Tomasz Szerszeń
BIO
Visual artist, photographer, anthropologist, and art scholar. He graduated in photography from the Film School in Łódź and from Interdepartmental Individual Humanities studies at Warsaw University, and holds a PhD in art studies. He sits on the board of editors for Konteksty magazine, co-founded Widok. Teorie i praktyki kultury wizualnej, and lectures at the Polish Academy of Sciences Art Institute. He is the author of numerous books, including Podróżnicy bez mapy i paszportu (Travelers Without Maps or Passports), Architektura przetrwania (The Architecture of Survival), and Wszystkie wojny świata (All the Wars in the World), and has edited the books Oświecenie, czyli tu i teraz (The Enlightenment, or: Here and Now) and Neorealizm w fotografii polskiej 1950-1970 (Neorealism in Polish Photography, 1950–70). He curated What Is the Enlightenment? at the Museum of Modern Art in Warsaw and Transfert at Studio Gallery, and co-wrote the play Hiroshima / Love at the Warsaw Biennale (dir. Julia Holewińska). He has shown his photographs at numerous exhibitions in Poland and abroad, including Paris Photo.
Artwork
Untitled, collage, mixed technique, 2019
Untitled, collage, mixed technique, 2019
Tomasz Szerszeń’s collages use archival black-and-white photographs. He cuts the heads from famous personages from historical films and uses them to create hybrid, multi-headed figures. The background of his works are wallpaper patterns and furniture designs that were trendy in the 1960s. He adds colorful geometrical parts to these works to make them dynamic.
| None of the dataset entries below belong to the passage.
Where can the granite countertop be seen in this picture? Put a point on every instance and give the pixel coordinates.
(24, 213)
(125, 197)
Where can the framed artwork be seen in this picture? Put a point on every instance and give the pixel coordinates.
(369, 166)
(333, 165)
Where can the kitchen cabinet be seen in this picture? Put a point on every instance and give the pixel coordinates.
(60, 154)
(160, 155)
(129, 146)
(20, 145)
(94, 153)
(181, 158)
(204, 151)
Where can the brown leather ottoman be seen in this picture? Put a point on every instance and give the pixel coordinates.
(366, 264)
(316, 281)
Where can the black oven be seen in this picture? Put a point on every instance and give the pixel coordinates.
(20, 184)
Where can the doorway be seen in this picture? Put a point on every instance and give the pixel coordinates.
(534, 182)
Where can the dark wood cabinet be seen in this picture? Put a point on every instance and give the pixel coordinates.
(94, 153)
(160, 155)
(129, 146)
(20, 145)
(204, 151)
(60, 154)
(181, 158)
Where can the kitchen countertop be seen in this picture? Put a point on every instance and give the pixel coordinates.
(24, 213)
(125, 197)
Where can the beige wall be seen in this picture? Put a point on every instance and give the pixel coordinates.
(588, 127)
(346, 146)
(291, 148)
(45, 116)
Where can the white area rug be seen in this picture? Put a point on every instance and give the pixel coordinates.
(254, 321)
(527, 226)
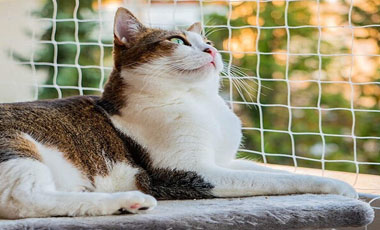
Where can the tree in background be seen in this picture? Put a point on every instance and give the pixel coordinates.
(305, 93)
(273, 65)
(66, 53)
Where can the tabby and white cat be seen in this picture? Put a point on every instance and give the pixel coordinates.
(160, 128)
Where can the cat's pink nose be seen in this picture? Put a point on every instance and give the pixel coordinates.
(211, 51)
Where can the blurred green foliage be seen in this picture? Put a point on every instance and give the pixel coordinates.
(275, 68)
(304, 120)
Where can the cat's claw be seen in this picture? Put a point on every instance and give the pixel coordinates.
(134, 202)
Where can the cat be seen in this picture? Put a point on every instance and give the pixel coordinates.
(159, 131)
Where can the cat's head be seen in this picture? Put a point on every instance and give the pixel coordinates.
(170, 57)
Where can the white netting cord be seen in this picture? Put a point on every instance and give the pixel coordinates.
(233, 101)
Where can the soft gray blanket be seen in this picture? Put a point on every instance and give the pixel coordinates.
(264, 212)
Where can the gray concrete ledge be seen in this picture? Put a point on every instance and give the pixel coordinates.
(264, 212)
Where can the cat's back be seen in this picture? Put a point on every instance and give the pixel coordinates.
(77, 127)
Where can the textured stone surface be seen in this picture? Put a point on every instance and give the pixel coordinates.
(271, 212)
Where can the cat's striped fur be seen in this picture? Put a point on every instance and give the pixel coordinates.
(159, 131)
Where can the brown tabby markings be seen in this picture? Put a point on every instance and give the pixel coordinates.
(75, 126)
(80, 127)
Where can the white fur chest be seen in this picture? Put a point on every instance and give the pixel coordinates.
(226, 129)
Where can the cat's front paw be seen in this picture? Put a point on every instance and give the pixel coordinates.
(133, 202)
(339, 187)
You.Me.Things, collage, 2012
The You.Me.Things collage series alludes to the Poland’s most important communist-era fashion and lifestyle magazine, mainly from the 1960s. What set it apart was its avant-garde graphic design, showing progressive trends from Western countries and devoting a great deal of space to contemporary art and literature. Szerszeń’s art uses black-and-white photographs of men and women, joined by furniture and interior designs, as well as crosswords and red touches to create compositions that are full of fascinating tension.